## Dataset
We will be using a banking marketing dataset. 
The dataset is associated with direct marketing campaigns of a banking institution. We want to find out the best strategies to improve the next marketing campaign. How can the bank have a greater effectiveness for future marketing campaigns? In order to answer this, we have to analyze the last marketing campaign the bank performed and identify the patterns that will help us find conclusions in order to develop future strategies.

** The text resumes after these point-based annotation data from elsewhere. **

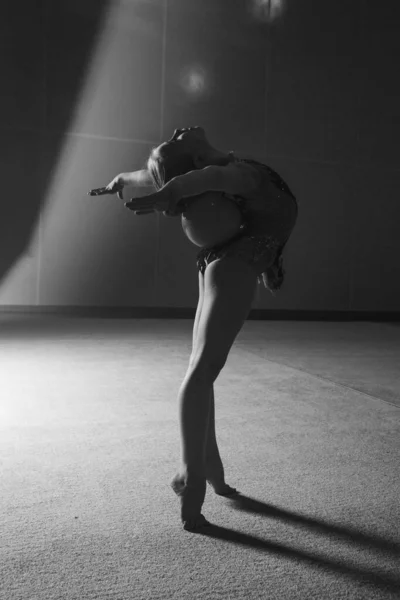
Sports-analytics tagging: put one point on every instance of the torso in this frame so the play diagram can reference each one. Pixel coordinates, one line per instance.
(272, 208)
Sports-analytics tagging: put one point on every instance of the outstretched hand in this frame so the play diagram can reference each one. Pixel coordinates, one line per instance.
(115, 186)
(161, 201)
(165, 200)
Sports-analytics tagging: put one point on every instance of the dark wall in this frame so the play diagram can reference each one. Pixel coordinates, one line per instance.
(90, 86)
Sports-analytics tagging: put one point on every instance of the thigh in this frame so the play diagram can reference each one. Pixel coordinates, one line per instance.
(229, 290)
(198, 310)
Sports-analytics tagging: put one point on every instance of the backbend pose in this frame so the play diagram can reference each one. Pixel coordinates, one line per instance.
(185, 166)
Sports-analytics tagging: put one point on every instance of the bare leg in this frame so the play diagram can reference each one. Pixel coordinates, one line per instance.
(214, 468)
(190, 483)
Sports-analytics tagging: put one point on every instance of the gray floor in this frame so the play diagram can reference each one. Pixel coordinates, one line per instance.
(308, 425)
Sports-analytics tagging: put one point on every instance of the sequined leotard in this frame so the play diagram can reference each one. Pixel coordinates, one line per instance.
(263, 235)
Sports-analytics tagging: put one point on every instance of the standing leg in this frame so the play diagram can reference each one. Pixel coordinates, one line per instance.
(214, 468)
(230, 286)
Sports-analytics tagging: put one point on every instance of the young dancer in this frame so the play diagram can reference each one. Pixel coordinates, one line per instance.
(185, 166)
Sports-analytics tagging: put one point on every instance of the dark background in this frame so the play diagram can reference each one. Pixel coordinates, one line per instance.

We have to predict whether a customer subscribes for term deposit or not using the following attributes: 
1 - age (numeric)<br>
2 - job : type of job (categorical: 'admin.','blue-collar','entrepreneur','housemaid','management','retired','self-employed','services','student','technician','unemployed','unknown')<br>
3 - marital : marital status (categorical: 'divorced','married','single','unknown'; note: 'divorced' means divorced or widowed)<br>
4 - education (categorical: 'basic.4y','basic.6y','basic.9y','high.school','illiterate','professional.course','university.degree','unknown')<br>
5 - default: has credit in default? (categorical: 'no','yes','unknown')<br>
6 - balance: balance amount (numeric)<br>
7 - housing: has housing loan? (categorical: 'no','yes','unknown')<br>
8 - loan: has personal loan? (categorical: 'no','yes','unknown')<br>
8 - contact: contact communication type (categorical: 'cellular','telephone')<br>
9 - month: last contact month of year (categorical: 'jan', 'feb', 'mar', ..., 'nov', 'dec')<br>
10 - day_of_week: last contact day of the week (categorical: 'mon','tue','wed','thu','fri')<br>
12 - campaign: number of contacts performed during this campaign and for this client (numeric, includes last contact)<br>
13 - pdays: number of days that passed by after the client was last contacted from a previous campaign (numeric; 999 means client was not previously contacted)<br>
14 - previous: number of contacts performed before this campaign and for this client (numeric)<br>
15 - poutcome: outcome of the previous marketing campaign (categorical: 'failure','nonexistent','success')<br>

features_ex2.xlsx contains the features. It has 4521 records. First 3165 observations are used for training dataset, next 678 observations are used for cross validation dataset and final 678 observations are used for test dataset.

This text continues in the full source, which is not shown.